2.6. Characterization of blank and LMN-NKA-loaded ODTs

2.6.1. In vitro Disintegration Test

Each ODT was placed into 2 mL of DDI water (37 °C) in a 10 mL glass test tube (1.5 cm diameter) and stirred continuously at 100 rpm using a magnetic stirring bar (10 mm × 3 mm). Disintegration time was defined as the time required for complete disintegration of each tablet where no solid residue remained. A digital stopwatch with 1 sec precision (Traceable®, VWR International, West Chester, PA, USA) was used to record the disintegration time.

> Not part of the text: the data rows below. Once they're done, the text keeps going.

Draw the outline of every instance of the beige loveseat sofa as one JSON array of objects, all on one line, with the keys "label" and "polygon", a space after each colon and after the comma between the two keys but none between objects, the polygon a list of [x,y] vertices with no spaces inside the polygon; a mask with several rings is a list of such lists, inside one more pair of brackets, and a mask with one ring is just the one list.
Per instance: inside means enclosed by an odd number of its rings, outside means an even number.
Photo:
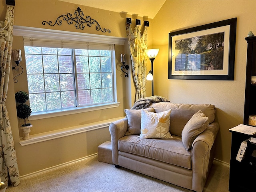
[{"label": "beige loveseat sofa", "polygon": [[[155,113],[171,109],[169,120],[171,138],[138,137],[141,133],[136,132],[129,127],[137,126],[139,130],[142,128],[140,111],[145,112],[145,110],[126,110],[127,117],[113,122],[109,127],[113,163],[116,167],[123,167],[202,192],[213,160],[214,140],[219,130],[218,124],[214,122],[215,106],[160,102],[152,104],[147,110],[150,108]],[[195,117],[200,111],[199,117]],[[208,120],[204,120],[202,125],[196,120],[202,118]],[[188,141],[184,140],[185,138]]]}]

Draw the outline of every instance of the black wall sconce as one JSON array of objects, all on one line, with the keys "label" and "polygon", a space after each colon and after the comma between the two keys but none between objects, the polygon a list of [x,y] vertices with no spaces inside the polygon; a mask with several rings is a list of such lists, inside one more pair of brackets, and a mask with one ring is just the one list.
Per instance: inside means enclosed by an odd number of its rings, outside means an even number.
[{"label": "black wall sconce", "polygon": [[13,49],[12,50],[12,59],[15,62],[16,65],[17,65],[14,67],[12,67],[12,68],[16,71],[18,70],[20,68],[22,69],[21,72],[13,78],[14,83],[16,83],[18,82],[18,80],[16,79],[16,78],[23,72],[23,68],[20,65],[19,65],[20,62],[21,61],[21,50]]},{"label": "black wall sconce", "polygon": [[128,74],[126,72],[124,72],[123,70],[123,69],[125,69],[126,70],[129,69],[129,66],[128,65],[125,65],[125,62],[126,62],[126,55],[125,54],[121,54],[121,62],[123,63],[123,65],[121,66],[121,70],[126,74],[124,76],[125,77],[128,77]]}]

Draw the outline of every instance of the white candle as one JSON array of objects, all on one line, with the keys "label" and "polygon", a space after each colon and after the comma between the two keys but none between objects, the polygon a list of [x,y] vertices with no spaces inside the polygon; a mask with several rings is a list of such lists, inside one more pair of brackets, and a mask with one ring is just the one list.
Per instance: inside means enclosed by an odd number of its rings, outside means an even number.
[{"label": "white candle", "polygon": [[121,54],[121,62],[122,63],[125,63],[126,62],[125,54]]}]

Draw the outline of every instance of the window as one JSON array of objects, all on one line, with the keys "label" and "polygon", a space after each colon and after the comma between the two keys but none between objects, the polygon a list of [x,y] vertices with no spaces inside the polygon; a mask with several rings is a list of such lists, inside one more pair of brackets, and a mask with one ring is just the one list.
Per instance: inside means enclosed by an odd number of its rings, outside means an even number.
[{"label": "window", "polygon": [[[24,39],[32,113],[115,102],[114,51],[113,48],[107,50],[109,45],[91,44],[93,49],[74,48],[81,46],[68,42],[65,46],[54,43],[54,46],[37,46],[35,44],[41,44],[40,41]],[[47,40],[43,42],[47,44]],[[100,48],[96,49],[97,46]]]}]

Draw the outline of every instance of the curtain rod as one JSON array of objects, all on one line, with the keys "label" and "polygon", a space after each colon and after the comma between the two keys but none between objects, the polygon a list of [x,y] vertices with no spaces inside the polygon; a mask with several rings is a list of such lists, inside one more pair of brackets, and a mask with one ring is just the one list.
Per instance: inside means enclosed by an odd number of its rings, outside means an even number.
[{"label": "curtain rod", "polygon": [[[132,24],[132,19],[126,17],[126,24]],[[136,24],[138,25],[140,25],[140,20],[136,20]],[[148,27],[149,26],[149,22],[148,21],[144,21],[144,26]]]}]

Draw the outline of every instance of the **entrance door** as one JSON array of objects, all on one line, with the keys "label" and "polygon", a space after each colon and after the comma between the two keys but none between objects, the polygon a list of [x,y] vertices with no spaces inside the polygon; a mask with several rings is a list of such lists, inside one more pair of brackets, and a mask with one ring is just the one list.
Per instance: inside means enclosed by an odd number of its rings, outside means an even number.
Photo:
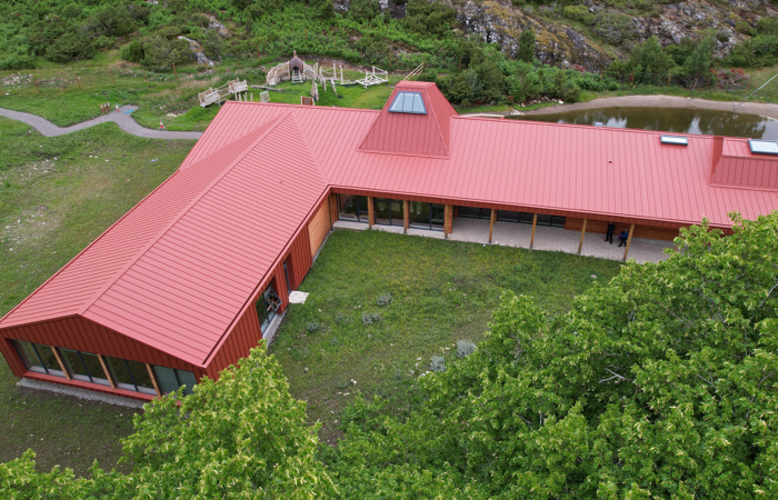
[{"label": "entrance door", "polygon": [[283,261],[283,278],[287,280],[287,296],[289,296],[289,293],[291,293],[291,284],[289,284],[289,268],[287,267],[287,260]]}]

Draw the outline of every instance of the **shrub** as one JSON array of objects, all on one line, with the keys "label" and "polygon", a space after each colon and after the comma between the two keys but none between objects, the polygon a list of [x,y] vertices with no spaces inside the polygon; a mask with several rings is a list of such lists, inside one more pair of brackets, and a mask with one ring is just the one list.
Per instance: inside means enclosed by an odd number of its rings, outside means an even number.
[{"label": "shrub", "polygon": [[586,6],[567,6],[562,10],[562,13],[566,18],[581,21],[585,24],[592,24],[595,22],[595,14],[589,12],[589,8]]},{"label": "shrub", "polygon": [[433,356],[432,362],[429,363],[429,369],[437,372],[446,371],[446,359],[442,356]]},{"label": "shrub", "polygon": [[519,51],[516,58],[525,62],[532,62],[535,60],[535,30],[527,28],[521,31],[519,36]]},{"label": "shrub", "polygon": [[54,62],[70,62],[90,59],[94,56],[94,46],[89,37],[79,33],[64,33],[46,50],[46,58]]},{"label": "shrub", "polygon": [[121,58],[130,62],[143,62],[143,44],[138,40],[132,40],[127,47],[121,49]]},{"label": "shrub", "polygon": [[612,44],[632,38],[632,18],[620,12],[600,10],[595,16],[595,33]]},{"label": "shrub", "polygon": [[20,69],[33,69],[36,67],[34,60],[29,56],[11,56],[3,61],[0,61],[0,70],[20,70]]},{"label": "shrub", "polygon": [[369,327],[381,321],[381,314],[378,312],[362,312],[362,324]]},{"label": "shrub", "polygon": [[457,356],[460,358],[465,358],[466,356],[470,356],[476,351],[476,344],[472,343],[470,340],[462,339],[457,342]]}]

2.6.2. Morphological Characterizations

Morphological characteristics including shape, color, and structural integrity of tablets were visually evaluated. Structural integrity, including a handling test and adhesion property of the tablet to the plastic mold, was investigated via ease of transfer from the mold to High-Density Polyethylene (HDPE) bottles (VWR® High-Density Polyethylene Wide Mouth Bottle, VWR International, West Chester, PA, USA). Each lyophilized ODT was pushed out from the plastic mold and transferred to a HDPE bottle 20 cm away using blunt-nosed thumb forceps. Structural integrity was assessed qualitatively on a numerical scale from 1 (very fragile, transferable with breakage of tablets) to 5 (hard, transferable without damaging tablets).

2.7. Stability of ODTs

ODTs containing 1.5 mg and 5 mg LMN-NKA were placed in desiccated, nitrogen-purged HDPE bottles and stored under both ambient (25 °C/60% relative humidity (RH)) and accelerated (40 °C/75% RH) storage conditions. The stability of LMN-NKA-loaded ODTs was evaluated at 0, 15, 30, and 90 days by HPLC analysis. Tablets (N=3) were withdrawn from the bottles at each interval and were dissolved in 10 mL of DDI water prior to analysis using the established HPLC method. The amount of drug in each tablet was calculated from the calibration curve obtained with known LMN-NKA concentrations in the range of 10 to 500 µg/mL in DDI water.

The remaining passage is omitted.